Condat Solutions, filiale de la Société de participation de la Braye, a acquis le site historique du Lardin-Saint-Lazare, appartenant jusqu'ici au groupe espagnol Lecta, pour un million d'euros. Malheureusement, seul 21 salariés auront la chance de conserver leur emploi, une situation déjà aggraver par un précédent plan social en 2023.
« Un énorme gâchis », selon la CGT
Philippe Delord, délégué CGT, qualifie cette situation de « énorme gâchis ». Il ajoute : « Beaucoup se trouvent dans une situation délicate. À 54 ans, il est difficile de devoir se reconvertir. » Au total, ce sont environ 215 emplois, incluant les sous-traitants, qui sont menacés, selon ses estimations.
Condat Solutions, qui a précédemment réussi la reconversion d'une usine dans la Sarthe, a pour ambition de créer 300 nouveaux postes sur le site périgourdin. Il prévoit un « projet de réindustrialisation multi-sectoriel » visant à adapter le site face aux évolutions du marché.
Une aubaine pour le territoire ?
Francine Bourra, la maire du Lardin-Saint-Lazare, espère que si les 300 embauches et les 700 millions d’euros d'investissements se concrétisent, cela pourrait signifier une « aubaine pour le territoire ». Le groupe envisage de se lancer dans des activités telles que la production d’alumine décarbonée et l’élaboration de substituts respectueux de l'environnement pour l’industrie cosmétique.
Plus d’un siècle d’histoire
Fondée en 1907, l’usine du Lardin-Saint-Lazare a quelque peu évolué au fil des années, y compris un récent recentrage sur la glassine.

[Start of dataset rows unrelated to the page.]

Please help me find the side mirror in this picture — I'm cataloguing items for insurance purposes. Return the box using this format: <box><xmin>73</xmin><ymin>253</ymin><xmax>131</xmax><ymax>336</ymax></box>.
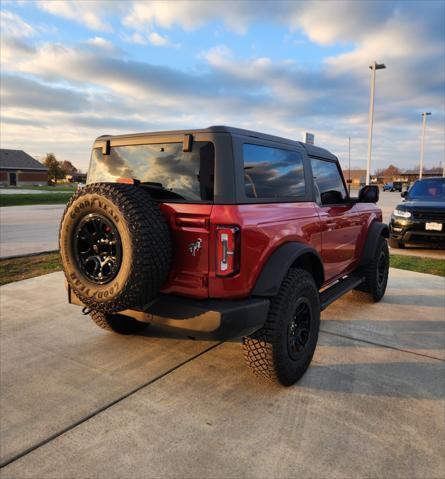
<box><xmin>358</xmin><ymin>185</ymin><xmax>379</xmax><ymax>203</ymax></box>
<box><xmin>320</xmin><ymin>190</ymin><xmax>344</xmax><ymax>205</ymax></box>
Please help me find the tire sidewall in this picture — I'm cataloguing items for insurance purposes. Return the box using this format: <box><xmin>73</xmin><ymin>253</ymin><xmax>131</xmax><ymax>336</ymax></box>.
<box><xmin>274</xmin><ymin>273</ymin><xmax>320</xmax><ymax>384</ymax></box>
<box><xmin>60</xmin><ymin>193</ymin><xmax>134</xmax><ymax>304</ymax></box>
<box><xmin>374</xmin><ymin>238</ymin><xmax>389</xmax><ymax>299</ymax></box>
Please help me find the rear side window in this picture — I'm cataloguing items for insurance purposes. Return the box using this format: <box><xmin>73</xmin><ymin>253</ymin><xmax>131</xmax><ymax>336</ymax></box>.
<box><xmin>88</xmin><ymin>142</ymin><xmax>215</xmax><ymax>202</ymax></box>
<box><xmin>311</xmin><ymin>158</ymin><xmax>347</xmax><ymax>203</ymax></box>
<box><xmin>243</xmin><ymin>144</ymin><xmax>306</xmax><ymax>198</ymax></box>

Malgré des subventions substantielles, les efforts pour maintenir la rentabilité ont échoué, culminant avec la mise en redressement judiciaire de Condat face aux crises successives du secteur.
Un secteur en déclin
Le secteur du papier et du carton en France a souffert d’une réduction drastique de sa production, emportée par la numérisation et la concurrence internationale. En deux décennies, la production a chuté de 10 à 6,5 millions de tonnes, selon la Confédération française de l’industrie des papiers, cartons et cellulose. Ce constat fait écho à la fermeture récente d'autres usines, telles que celle de Saint-Michel et Stenpa.
Alors que le temps passe, l’avenir reste incertain pour les papeteries Condat et ses travailleurs. La survie de ce site dépendra largement de la capacité de la nouvelle direction à adapter l’activité industrielle aux réalités modernes du marché.